The central characters of Poltergeist: The Legacy do not belong to me –

they are the property of Trilogy and MGM – I’ve only borrowed them for a while.

All other characters are created by me.  Hope you enjoy …

 

 

POLTERGEIST: THE LEGACY

 

TO CAST A LONG SHADOW

 

 

 

 

 

End

 

 

 

          “And so we commit the body of the dear departed to the ground, ashes to ashes, dust to dust, in the sure and certain hope of the resurrection to eternal life … ”

          Rachel swallowed, blinking rapidly.  Alex quickly wiped away a tear.  Nick just stood there.  The day was dank, damp.  Appropriate.  Funerals should never be held on sunny, cheerful days.  It ruined the effect.

          He was somber, reflecting on death and how people reacted to what was, basically, a natural function.  Lives were finite.  No one knew at the start how many days they had but one thing was certain – one day, the time would run out and life would end.  Being alive meant dying.  There was no way around it.  Existence went on because souls were immortal, but life itself came to a definite conclusion.  Sometimes, it was abrupt.  Often, it was drawn out and filled with pain.  It still happened – be it gently, peacefully, or after a titanic struggle to escape the inevitable.

          And, despite knowing all this .. people still got emotional.  By the time they gathered to stand at the graveside, the soul had traveled on to whatever awaited it, and all they were doing was watching the disposal of a dead, fleshy husk.  A shell.  A container.  Something corporeal which had once housed the eternal spirit, the driving force, the mind and the imagination, the hopes, dreams, doubts, beliefs, and emotions which had made a living being.

          Funerals were words.  Carefully chosen words.  Designed to evoke the right response.  You might dislike the body in the casket .. or at least the person it once had been .. and dislike it to the point of hatred, but, at its funeral, you’d get a little teary, a little choked.  All because of the words.  And, once one started, it was a chain reaction.  Before long, people were sniffing and wiping their eyes, even weeping openly.

          It wasn’t the dead person people felt truly sorry for at funerals.  The dead were at rest.  A world of griefs, of disappointments, of failed hopes and lost dreams, not to mention the triumphs and the successes .. all behind them.  They didn’t want or need sorrow or pity.  They didn’t want or need anything.  People felt sorry for themselves.  They’d think back over all their associations with the body in the casket, the good times and the bad, and the indifferent.  They’d realize they’d never see that face again, never hear that voice, never .. sense that presence.  Never .. seemed a very long time.  And so they got teary and choked. 

          Occasionally, and not very often in Nick’s opinion, funerals celebrated someone’s life and achievements and made people feel uplifted because they’d shared in it.  But, most of the time, funerals dragged people down and made them feel miserable.  All thanks to the words and the voice delivering them.  Yes, it gave a sense of closure, it drew a line under that part of your life, and it freed you to look forward to tomorrow.  But it gave nothing else.
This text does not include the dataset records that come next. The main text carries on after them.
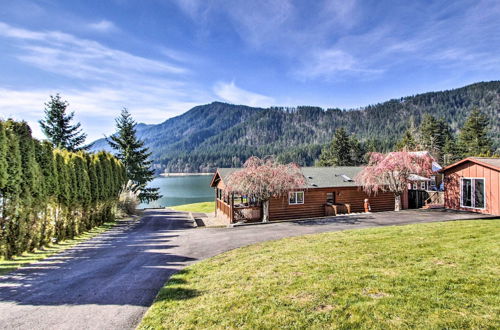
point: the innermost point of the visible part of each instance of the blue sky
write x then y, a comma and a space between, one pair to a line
159, 58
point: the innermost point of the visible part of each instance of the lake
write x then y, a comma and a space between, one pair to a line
179, 190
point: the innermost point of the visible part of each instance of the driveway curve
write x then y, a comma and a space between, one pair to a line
110, 281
          This time was no different.  Nick cast a quick glance around and was surprised at how many had turned up.  Well, he knew the guy had friends.  Must have done.  No one goes thru life completely friendless.  He’d definitely had associates.

          For his own part, now, Nick felt .. ambivalent, if anything.  Not happy.  He wasn’t pleased the guy was dead.  Yet he wasn’t sad nor was he full of regret.  How could he feel any of those things?  If he felt any true emotion, it was disbelief.  Still.  Death wasn’t an end, period.  It was just .. a change in circumstance.  The container ceased functioning so stick it in the ground or burn it.  And this guy had lived longer than most people who served the Legacy.  To be honest, he’d been in more scrapes and suffered more catastrophic experiences – experiences which would have killed many a lesser man – than just about anyone Nick knew.  He’d run the gauntlet and he’d survived against the odds .. and now he was dead.  A natural product of living.

          Nick felt .. empty.  A vacuum had opened and he thought it strange he should feel that.  But maybe that was just down to him.  Nick didn’t get teary or choked at funerals, not now.  He’d been to too many to let it affect him.  He was simply a dispassionate observer who wanted to shove his hands in his pockets but didn’t because that would have been disrespectful.  This – being here on this dank, damp day – was just duty.  Something he had to do.  Saying goodbye to a man he’d known a long time. Required because Nick was Legacy, and so was the guy in the casket.

          It’s weird, he thought as the casket was carried into the mausoleum.  Most memorable events start with the celebration of a birth and end with a funeral.  Not this one.  This is weird because, while it ends with a funeral, it also started with one .. or at least with a death.